From School Library Journal
Grade 6 Up–This meticulously researched labor of love uses drama, suspense, and mystery to tell the story of the Ivory-billed Woodpecker, the first modern endangered species. Its story is also the story of America, its economics and its politics, its settlement and its development, its plume hats and its environmental protection laws. In 1800, the large and impressive woodpecker lived in the southeastern United States, from Texas to the Carolinas and as far north as Indiana. By 1937, it could be found on only one tract of land in northeastern Louisiana. Its last confirmed sighting was in Cuba in 1987. Hoose skillfully introduces each individual involved through interesting, historically accurate scenes. Readers meet John James Audubon as well as less familiar people who played a part in the Ivory-bill story as artists, collectors, ornithologists, scientists, and political activists. Sharp, clear, black-and-white archival photos and reproductions appear throughout. The author's passion for his subject and high standards for excellence result in readable, compelling nonfiction, particularly appealing to young biologists and conservationists.

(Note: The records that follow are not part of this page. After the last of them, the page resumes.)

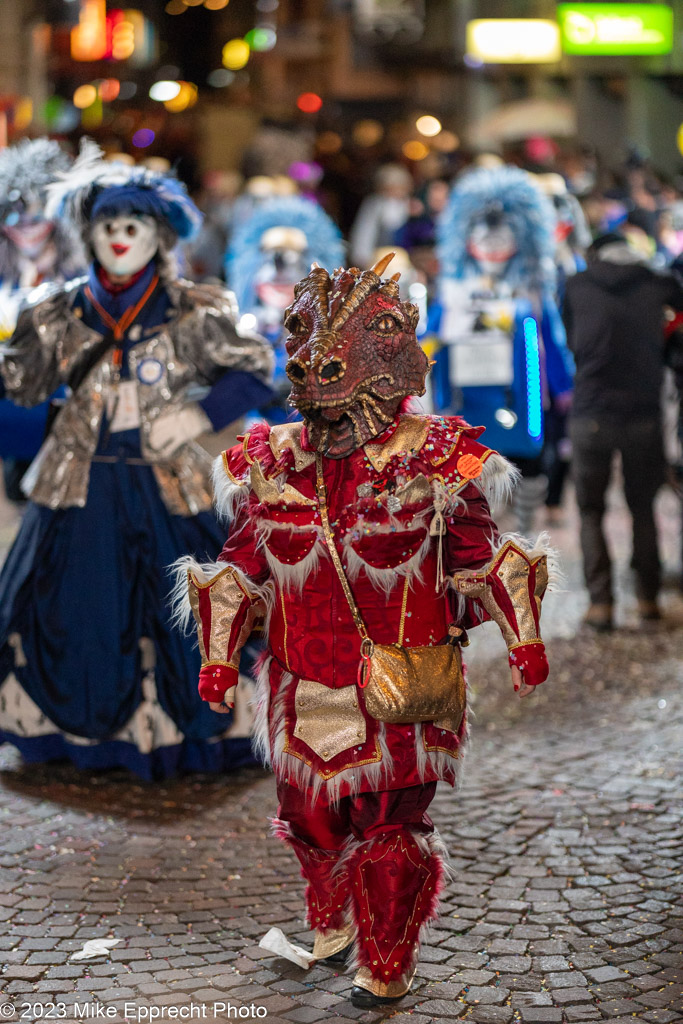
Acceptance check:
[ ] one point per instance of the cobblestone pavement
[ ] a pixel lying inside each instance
(565, 844)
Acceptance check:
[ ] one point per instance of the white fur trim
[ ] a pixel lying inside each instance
(181, 612)
(227, 496)
(430, 846)
(261, 708)
(535, 549)
(498, 480)
(303, 776)
(295, 576)
(386, 580)
(439, 761)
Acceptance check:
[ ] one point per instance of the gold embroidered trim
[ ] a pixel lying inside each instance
(444, 458)
(431, 749)
(410, 435)
(326, 775)
(245, 442)
(385, 989)
(221, 665)
(282, 601)
(268, 492)
(401, 625)
(428, 873)
(210, 583)
(329, 721)
(512, 568)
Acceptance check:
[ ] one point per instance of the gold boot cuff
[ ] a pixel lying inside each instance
(333, 941)
(385, 989)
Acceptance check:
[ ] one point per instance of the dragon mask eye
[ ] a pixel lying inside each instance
(296, 325)
(386, 324)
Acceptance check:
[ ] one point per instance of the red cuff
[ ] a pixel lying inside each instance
(530, 658)
(214, 680)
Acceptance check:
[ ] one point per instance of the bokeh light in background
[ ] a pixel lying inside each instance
(236, 54)
(414, 150)
(109, 89)
(84, 96)
(142, 137)
(309, 102)
(163, 91)
(261, 39)
(428, 125)
(185, 98)
(23, 113)
(127, 90)
(329, 142)
(445, 141)
(91, 117)
(59, 115)
(367, 133)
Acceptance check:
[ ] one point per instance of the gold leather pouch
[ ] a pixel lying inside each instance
(415, 684)
(400, 684)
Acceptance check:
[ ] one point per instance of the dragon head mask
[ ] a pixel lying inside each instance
(353, 355)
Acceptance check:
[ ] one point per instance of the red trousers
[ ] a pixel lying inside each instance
(371, 859)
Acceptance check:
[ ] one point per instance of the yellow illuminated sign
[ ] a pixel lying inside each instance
(513, 40)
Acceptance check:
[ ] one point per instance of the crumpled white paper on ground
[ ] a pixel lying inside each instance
(95, 947)
(276, 942)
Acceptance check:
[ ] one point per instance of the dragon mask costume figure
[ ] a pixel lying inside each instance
(353, 355)
(363, 531)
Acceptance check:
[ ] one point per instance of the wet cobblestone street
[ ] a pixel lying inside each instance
(565, 842)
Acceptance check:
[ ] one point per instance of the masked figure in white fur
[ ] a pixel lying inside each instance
(364, 538)
(90, 666)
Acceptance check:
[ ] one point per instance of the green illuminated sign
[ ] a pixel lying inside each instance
(615, 28)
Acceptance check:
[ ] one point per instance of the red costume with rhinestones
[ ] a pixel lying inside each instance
(353, 791)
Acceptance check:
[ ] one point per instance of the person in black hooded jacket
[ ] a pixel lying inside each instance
(614, 317)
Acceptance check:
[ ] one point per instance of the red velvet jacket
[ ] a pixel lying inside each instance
(312, 723)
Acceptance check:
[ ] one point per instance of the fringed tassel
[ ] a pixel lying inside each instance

–Laurie von Mehren, Cuyahoga County Public Library, Brecksville, OH Copyright © Reed Business Information, a division of Reed Elsevier Inc. All rights reserved.
From Booklist
Gr. 5-8. Hoose details the history of the Ivory-billed woodpecker through the lives and work of those who studied it, painted it, and tried to save it from extinction as settlers and loggers reduced its habitat. Increasingly threatened by those who would kill it for sport, for its feathers, or paradoxically because its rarity made it valuable to collectors, the woodpecker found protectors in a growing number of scientists and bird lovers who took up the challenge of observing the bird and attempting to save the dwindling species. Once a distinctive inhabitant of wilderness areas in the southeastern U.S. (with a related variety in Cuba), the Ivory bill has evidently died out as a result of loss of habitat. A great deal of original research went into the writing of this book, as evidenced in the text and the detailed, discursive source notes that are appended along with a time line and glossary. Science, economics, and social and timely political history are intertwined in this precise, chronological record. Profusely illustrated with black-and-white photos.